厚生労働科学研究費補助金研究「母親が望む安全で満足な妊娠出産に関する全国調査」[*1]の研究報告書(2013年3月)によると、出産に立ち会ったのは、夫が全体の53%、親が12%、その他5%となり、一方で誰も立ち会わなかったという割合は41%という結果になっています。さらに経腟分娩に限ると出産に立ち会った夫は59%という結果でした。つまり、経腟分娩では、全体の約6割が夫の立ち会いのもと出産しているということがわかります。夫の立ち会い出産の割合は、前回の2006年の調査では39%だったので、大きく増加していることがわかります。

立ち会い出産しなかった理由、第1位は?

立ち会い出産が増える傾向とはいえ、あえて立ち会い出産を望まなかった人も少なくありません。前述の調査によると、経腟分娩で立ち会いがなかった理由として、出産する本人が希望しなかったからという理由が最も高く、50%という結果でした。

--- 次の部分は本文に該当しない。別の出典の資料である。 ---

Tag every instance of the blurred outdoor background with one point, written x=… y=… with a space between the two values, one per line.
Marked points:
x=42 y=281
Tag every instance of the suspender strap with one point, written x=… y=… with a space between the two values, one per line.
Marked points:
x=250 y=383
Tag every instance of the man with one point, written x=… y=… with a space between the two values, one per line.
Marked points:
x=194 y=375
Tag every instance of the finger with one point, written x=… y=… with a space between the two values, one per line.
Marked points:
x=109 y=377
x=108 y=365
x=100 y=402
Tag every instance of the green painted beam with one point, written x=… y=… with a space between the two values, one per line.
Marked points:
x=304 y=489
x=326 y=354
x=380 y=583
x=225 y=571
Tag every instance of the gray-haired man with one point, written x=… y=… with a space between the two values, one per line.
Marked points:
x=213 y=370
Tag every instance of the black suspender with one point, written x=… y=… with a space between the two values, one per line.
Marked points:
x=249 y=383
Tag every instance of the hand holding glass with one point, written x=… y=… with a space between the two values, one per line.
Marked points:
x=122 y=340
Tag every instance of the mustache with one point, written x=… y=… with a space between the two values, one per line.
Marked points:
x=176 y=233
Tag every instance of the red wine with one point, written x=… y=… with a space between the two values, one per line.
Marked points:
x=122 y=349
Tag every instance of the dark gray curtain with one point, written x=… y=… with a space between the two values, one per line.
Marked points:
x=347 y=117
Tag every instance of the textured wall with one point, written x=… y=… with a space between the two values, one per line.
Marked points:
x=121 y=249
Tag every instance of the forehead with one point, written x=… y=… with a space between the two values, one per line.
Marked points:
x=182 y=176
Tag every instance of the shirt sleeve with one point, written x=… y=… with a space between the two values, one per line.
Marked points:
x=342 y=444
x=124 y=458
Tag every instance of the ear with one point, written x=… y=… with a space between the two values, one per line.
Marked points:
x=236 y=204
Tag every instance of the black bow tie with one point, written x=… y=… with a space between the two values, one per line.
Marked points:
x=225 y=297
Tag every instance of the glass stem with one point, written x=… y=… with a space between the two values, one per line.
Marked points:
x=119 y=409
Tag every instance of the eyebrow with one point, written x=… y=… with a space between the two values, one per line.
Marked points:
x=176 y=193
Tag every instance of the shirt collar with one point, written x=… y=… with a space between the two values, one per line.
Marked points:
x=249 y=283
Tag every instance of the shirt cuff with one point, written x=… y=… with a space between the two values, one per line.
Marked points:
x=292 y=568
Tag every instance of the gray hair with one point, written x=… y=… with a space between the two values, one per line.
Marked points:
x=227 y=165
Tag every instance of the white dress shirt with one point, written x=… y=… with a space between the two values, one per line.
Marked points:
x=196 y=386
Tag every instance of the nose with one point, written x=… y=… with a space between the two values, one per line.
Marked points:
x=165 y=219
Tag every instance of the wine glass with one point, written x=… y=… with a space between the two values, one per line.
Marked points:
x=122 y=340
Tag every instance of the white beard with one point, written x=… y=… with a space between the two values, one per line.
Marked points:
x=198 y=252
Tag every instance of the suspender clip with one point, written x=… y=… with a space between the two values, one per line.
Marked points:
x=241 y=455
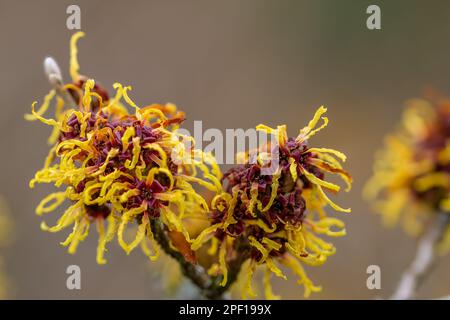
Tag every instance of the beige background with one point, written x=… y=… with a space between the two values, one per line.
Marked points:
x=232 y=64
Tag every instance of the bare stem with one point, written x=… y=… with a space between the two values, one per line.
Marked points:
x=424 y=259
x=209 y=286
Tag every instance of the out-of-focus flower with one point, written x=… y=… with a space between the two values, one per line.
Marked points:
x=267 y=220
x=411 y=179
x=118 y=167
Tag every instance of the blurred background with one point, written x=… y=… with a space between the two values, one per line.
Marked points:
x=232 y=64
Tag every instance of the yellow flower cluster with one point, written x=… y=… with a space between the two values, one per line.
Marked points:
x=118 y=167
x=411 y=180
x=277 y=218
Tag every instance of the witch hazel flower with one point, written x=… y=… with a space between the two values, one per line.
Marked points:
x=272 y=220
x=117 y=167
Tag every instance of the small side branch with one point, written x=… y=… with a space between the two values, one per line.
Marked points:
x=209 y=286
x=424 y=259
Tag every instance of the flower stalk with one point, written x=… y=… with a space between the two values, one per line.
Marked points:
x=424 y=260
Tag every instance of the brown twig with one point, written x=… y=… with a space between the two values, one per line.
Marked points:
x=209 y=286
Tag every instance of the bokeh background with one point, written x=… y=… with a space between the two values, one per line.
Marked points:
x=232 y=64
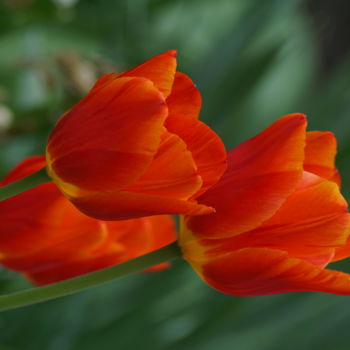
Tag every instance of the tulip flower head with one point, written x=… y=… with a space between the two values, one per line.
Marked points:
x=280 y=218
x=134 y=147
x=44 y=237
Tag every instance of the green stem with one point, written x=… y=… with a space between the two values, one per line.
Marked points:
x=52 y=291
x=24 y=184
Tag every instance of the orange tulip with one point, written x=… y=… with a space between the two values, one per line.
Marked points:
x=43 y=236
x=134 y=147
x=280 y=218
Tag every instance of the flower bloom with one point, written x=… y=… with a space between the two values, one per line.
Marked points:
x=134 y=147
x=43 y=236
x=280 y=218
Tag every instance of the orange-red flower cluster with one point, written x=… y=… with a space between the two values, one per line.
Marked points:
x=280 y=217
x=134 y=147
x=266 y=217
x=43 y=236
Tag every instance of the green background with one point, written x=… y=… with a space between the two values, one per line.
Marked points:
x=253 y=61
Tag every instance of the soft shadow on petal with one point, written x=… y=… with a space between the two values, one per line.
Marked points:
x=262 y=172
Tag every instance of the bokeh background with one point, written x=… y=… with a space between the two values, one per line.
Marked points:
x=253 y=62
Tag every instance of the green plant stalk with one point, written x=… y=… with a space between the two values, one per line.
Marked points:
x=56 y=290
x=24 y=184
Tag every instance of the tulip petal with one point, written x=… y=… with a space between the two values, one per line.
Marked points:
x=123 y=205
x=260 y=271
x=22 y=230
x=262 y=172
x=320 y=151
x=159 y=69
x=26 y=167
x=172 y=173
x=185 y=99
x=124 y=240
x=108 y=139
x=310 y=225
x=207 y=149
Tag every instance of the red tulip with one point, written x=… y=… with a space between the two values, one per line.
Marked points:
x=280 y=218
x=43 y=236
x=134 y=147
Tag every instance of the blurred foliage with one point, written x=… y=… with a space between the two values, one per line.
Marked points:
x=253 y=61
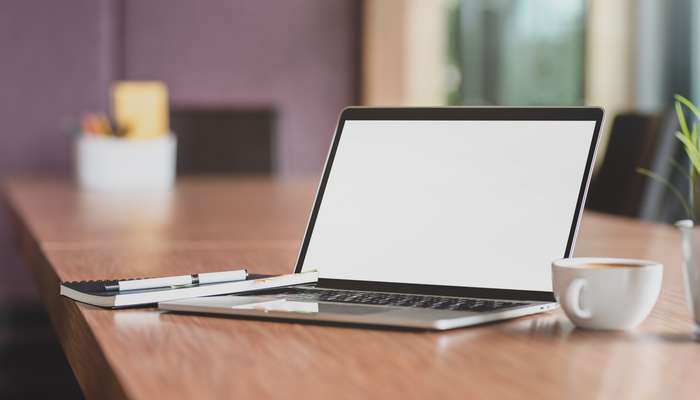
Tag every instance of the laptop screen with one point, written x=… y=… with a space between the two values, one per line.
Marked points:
x=465 y=203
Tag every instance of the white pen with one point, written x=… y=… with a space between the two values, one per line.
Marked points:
x=166 y=281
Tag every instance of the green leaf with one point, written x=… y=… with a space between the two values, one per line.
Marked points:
x=670 y=187
x=690 y=150
x=681 y=120
x=688 y=104
x=678 y=167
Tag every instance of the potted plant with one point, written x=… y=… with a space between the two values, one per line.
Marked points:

女性が夫に出産に立ち会ってほしくないと思う理由としては、「恥ずかしい」、「壮絶な姿を見られたくない」などがあるようです。立ち会い出産をするかしないかを決めるには、出産する本人の気持ちが大切ということがわかります。

立ち会い出産のメリット

夫に出産に立ち会ってもらうかどうかを悩んでいる人もいるでしょう。立ち会い出産のメリットとデメリットを知っておくといいですね。まずはメリットからご紹介します。

ママが安心

初めての出産であればなおのこと、いつ終わるかもわからない苦しい陣痛を一人で耐えるのはつらいものです。そんなときに、そばにいて寄り添い、励ましてくれる夫の存在は、とても心強く感じるはず。医師や助産師には言いづらいことでも、夫だから言えること、頼れることはたくさんあるでしょう。頼れる人がそばにいてくれることで、気持ちが安定した状態でお産を迎えられるのが、立ち会い出産の最大のメリットかもしれません。

夫婦の絆が深まる

夫婦で一緒に出産を乗り越えたことにより、夫婦の絆が深まるというメリットもあります。陣痛、分娩の場に居合わせなければわからない、出産の大変さや壮絶さというものは、確かにあります。出産の大変さを共有することで、夫婦として、気持ち新たに信頼関係を築くことができるでしょう。

パパが子育てに積極的になる

立ち会い出産は、男性にとって、新しい命が誕生する瞬間を目にする貴重な経験です。妊娠中、お腹に赤ちゃんがいることでママとしての実感をもちやすい女性に対して、男性はなかなかパパとしての実感が芽生えにくいことがあるといわれています。そんな男性が、命がけで出産する妻の姿と命の誕生する瞬間を見ることで、わが子への愛情が深まり、パパとしての自覚を持ちやすくなることがあるようです。立ち会い出産は、パパが子育てに積極的になるきっかけになるでしょう。

立ち会い出産のデメリット

立ち会い出産にはさまざまなメリットがありますが、なかには「立ち会い出産をしなければよかった」と思う夫婦がいるのも事実です。夫が出産に立ち会った場合のデメリットについても紹介しておきましょう。

想像以上に壮絶

実際の出産は、想像していたよりずっと壮絶なことがほとんどでしょう。「あんな形相は初めて見た」「血を見てショックを受けた」など、予想外の壮絶さに衝撃を受け、自信を失ってしまう男性も少なからずいるようです。立ち会い出産をする前に、出産や赤ちゃんについて、夫婦でしっかり学んでおく必要がありそうです。

お産の邪魔になる

出産を記念に残そうと、イベント感覚でひたすら写真やビデオを撮ったりするのは考えものです。医師や助産師の邪魔になり、最悪の場合、赤ちゃんを危険にさらす可能性もあります。立ち会い出産における夫の役割は、あくまで出産する妻のサポート。撮影会や見学者気分の立ち会いなら、しないほうがいいでしょう。

恥ずかしい姿を見られることも

分娩時には、出血はもちろん、尿や便が出ることは当たり前にあります。立ち会い出産では、そういった通常では見せることのない姿を夫に見られてしまうという可能性があります。夫とはいえ、そんな姿を見られることが恥ずかしいという人は、要検討です。立ち会い出産をすると決めた場合でも、立ち会いできる場所やタイミングを限るなど、夫婦で話し合ってみるといいかもしれません。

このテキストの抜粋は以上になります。